Etre patron d’une banque privée, qui plus est une banque privée que l’on a soi-même créée, n’est pas nécessairement un exercice de tout repos dans la conjoncture actuelle. Marc Hoffmann, tout autant que ses proches collaborateurs à la Compagnie de Banque Privée (CBP), peut en témoigner, même si, au final, la banque s’en sort plutôt bien au cœur des remous. Il n’en reste pas moins évident que la crise laissera certaines traces indélébiles. «Nous avons tous surtout découvert que les éléments les plus improbables qui, dans des distributions statistiques théoriques, ont des probabilités d’occurrence quasi nulles, ont tout de même pu arriver dans la réalité, observet-il. La séquence des événements a été tout aussi incroyable, avec un effet de chaos qui se précipite et se propage et dont l’étendue nous a tous surpris.» De quoi, fatalement, amener à envisager les choses sous un regard un peu différent. Un peu, seulement, car Marc Hoffmann n’a jamais été du genre flambeur et a toujours suivi un certain conservatisme, qui ne lui a pas trop mal réussi jusqu’à présent. Et cette approche n’est sans doute pas prête d’être démentie, bien au contraire. «Je me sens aujourd’hui plus conservateur qu’avant, avec tous les improbables qui sont devenus réalités. Il est clair que cette approche prudente ne peut être que renforcée par rapport à ce que toute une génération a vécu jusqu’à pré-

sent. Nous ne verrons plus les choses de la même manière qu’auparavant.» L’observation qu’il fait de l’évolution de cette crise économique n’est, de surcroît, pas de nature à lui faire croire, comme beaucoup d’autres, que le pire est derrière. «Il y a eu une première phase provoquée par la faillite virtuelle d’environ 40% des banques au niveau mondial. On s’achemine aujourd’hui vers une autre crise, avec 10% des Etats qui sont, à leur tour, virtuellement en faillite. Or là, derrière, il n’y a plus personne pour y remédier. On espère que certaines leçons seront retenues pour très longtemps, mais l’une des caractéristiques de l’homme réside dans sa capacité à oublier et à s’emballer de nouveau pour les mêmes choses. Il est difficile de ne pas imaginer qu’il y aura encore des moments très durs à venir.» Cette crainte vaut, tout autant, pour la situation au Luxembourg, tant économique que politique, sur laquelle Marc Hoffmann jette un regard qui pourrait paraître un tant soit peu désabusé. «Nous ne pouvons que constater que le gouvernement est limité dans sa capacité d’avancer sur des réformes essentielles. Mais le jeu démocratique au Luxembourg a ses limites et les alternatives sont peu nombreuses. La profondeur du paysage politique, ici, est un peu inquiétante. Nous sommes en présence d’une coalition qui a dû se couper en quatre pour rester au pouvoir.
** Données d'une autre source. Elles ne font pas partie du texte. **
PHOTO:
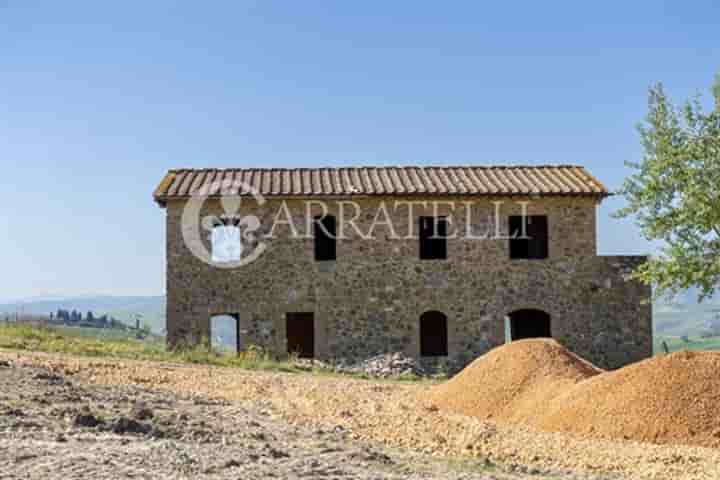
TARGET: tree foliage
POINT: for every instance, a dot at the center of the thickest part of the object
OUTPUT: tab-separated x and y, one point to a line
675	193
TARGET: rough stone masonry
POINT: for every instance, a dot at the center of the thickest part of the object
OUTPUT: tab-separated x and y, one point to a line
371	297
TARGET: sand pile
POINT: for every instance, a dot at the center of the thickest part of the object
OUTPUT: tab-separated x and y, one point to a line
667	399
513	382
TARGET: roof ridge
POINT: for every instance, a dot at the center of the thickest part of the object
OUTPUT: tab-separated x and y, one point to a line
375	167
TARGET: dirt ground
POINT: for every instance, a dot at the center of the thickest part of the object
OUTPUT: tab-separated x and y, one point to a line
211	422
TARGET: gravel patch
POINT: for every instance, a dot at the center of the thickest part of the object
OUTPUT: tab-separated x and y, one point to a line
54	425
396	419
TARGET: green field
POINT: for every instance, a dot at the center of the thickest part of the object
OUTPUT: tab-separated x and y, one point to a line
693	343
123	344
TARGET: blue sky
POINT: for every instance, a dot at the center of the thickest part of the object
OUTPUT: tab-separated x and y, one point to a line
99	99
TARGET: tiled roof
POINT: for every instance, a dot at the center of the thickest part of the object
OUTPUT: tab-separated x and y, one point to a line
349	181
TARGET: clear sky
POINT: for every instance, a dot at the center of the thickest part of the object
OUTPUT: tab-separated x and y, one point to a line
99	99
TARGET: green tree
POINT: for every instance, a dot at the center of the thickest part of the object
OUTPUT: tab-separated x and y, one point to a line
675	194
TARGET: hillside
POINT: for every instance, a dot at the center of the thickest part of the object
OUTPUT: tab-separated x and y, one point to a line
123	308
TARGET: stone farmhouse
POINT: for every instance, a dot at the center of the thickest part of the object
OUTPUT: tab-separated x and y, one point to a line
441	263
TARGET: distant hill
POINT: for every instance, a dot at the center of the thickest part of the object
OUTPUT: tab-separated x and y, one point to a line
122	308
682	316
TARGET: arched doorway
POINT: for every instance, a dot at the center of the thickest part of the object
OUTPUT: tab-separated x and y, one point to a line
433	334
529	323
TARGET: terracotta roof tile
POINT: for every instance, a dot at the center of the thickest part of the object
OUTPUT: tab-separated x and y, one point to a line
348	181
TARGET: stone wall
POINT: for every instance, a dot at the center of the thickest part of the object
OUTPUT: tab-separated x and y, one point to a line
370	299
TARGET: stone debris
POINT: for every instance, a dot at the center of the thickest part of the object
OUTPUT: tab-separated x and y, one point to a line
386	365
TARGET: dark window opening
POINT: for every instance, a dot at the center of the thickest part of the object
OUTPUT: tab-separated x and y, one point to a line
534	245
325	238
433	334
300	331
529	323
225	333
433	238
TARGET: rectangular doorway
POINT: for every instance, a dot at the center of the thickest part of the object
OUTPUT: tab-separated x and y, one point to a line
300	331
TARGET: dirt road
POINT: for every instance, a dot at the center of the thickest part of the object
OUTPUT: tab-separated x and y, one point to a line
56	427
212	422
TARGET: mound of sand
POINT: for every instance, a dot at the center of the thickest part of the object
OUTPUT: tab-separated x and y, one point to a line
666	399
514	381
671	399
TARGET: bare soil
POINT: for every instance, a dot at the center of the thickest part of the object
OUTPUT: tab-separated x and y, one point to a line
671	399
375	414
64	418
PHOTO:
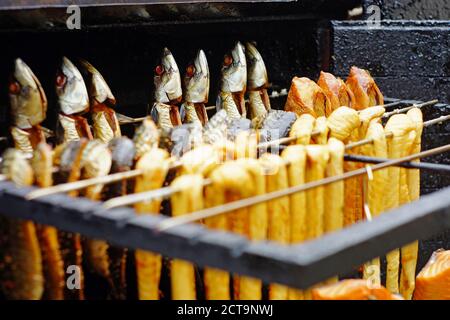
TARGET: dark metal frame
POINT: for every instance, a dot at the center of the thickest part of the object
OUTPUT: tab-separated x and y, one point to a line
298	265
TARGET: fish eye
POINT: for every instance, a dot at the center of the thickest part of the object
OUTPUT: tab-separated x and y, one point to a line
190	70
227	60
159	70
60	80
14	87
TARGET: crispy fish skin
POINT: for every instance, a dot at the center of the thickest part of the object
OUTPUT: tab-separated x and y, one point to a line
196	82
233	83
433	281
188	199
401	126
342	122
352	289
69	159
228	180
257	82
409	252
257	221
27	97
146	137
71	90
168	91
123	154
376	190
336	91
148	264
278	211
305	96
21	269
364	89
53	265
295	155
96	162
302	129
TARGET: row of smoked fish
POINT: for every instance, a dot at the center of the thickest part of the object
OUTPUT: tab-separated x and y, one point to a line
321	117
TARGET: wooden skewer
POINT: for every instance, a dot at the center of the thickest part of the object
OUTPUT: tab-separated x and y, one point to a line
416	105
231	206
389	134
134	173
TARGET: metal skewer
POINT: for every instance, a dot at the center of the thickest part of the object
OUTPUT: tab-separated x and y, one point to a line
134	173
214	211
409	165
Mais si elle a été réélue, c’est aussi parce qu’il n’y avait pas vraiment d’autres options viables. Et d’ici

aux prochaines élections, je ne vois pas trop comment les choses pourraient changer.» La récente déclaration d’impuissance du ministre de l’Economie et du Commerce extérieur Jeannot Krecké («Si je me prenais vraiment au sérieux et si j’étais honnête avec moi-même, je devrais démissionner», avait-il déclaré lors d’une table ronde paperJam Business Club, début novembre) ne l’a évidemment guère rassuré non plus. «On observe un durcissement des positions de chaque côté. On n’a pas l’impression d’aller vers un consensus et je vois ça avec inquiétude.» Comme si tout cela ne suffisait pas, Marc Hoff­mann a eu aussi à traiter l’encombrant dossier Cargolux, dont il préside le conseil d’administration depuis deux ans et demi. Amendes infligées par la justice américaine et la Commission européenne dans le cadre d’enquêtes «antitrust»; inculpation du CEO de la compagnie, Ulrich Ogiermann, par ces mêmes Américains; destitution de ses fonctions et remplacement, le 1er janvier 2011, par Frank Reimen: autant d’événements que l’on ne peut pas qualifier de récurrents dans la vie d’une société. «Nous étions déjà dans un moment de fortes turbulences lorsque j’ai repris la présidence de Cargolux. Nous sommes en train de passer à travers les bourrasques les plus difficiles et nous en vivons les derniers épisodes. Le nouveau management en place et l’arrivée de M. Reimen vont permettre de dégager une nouvelle dynamique.»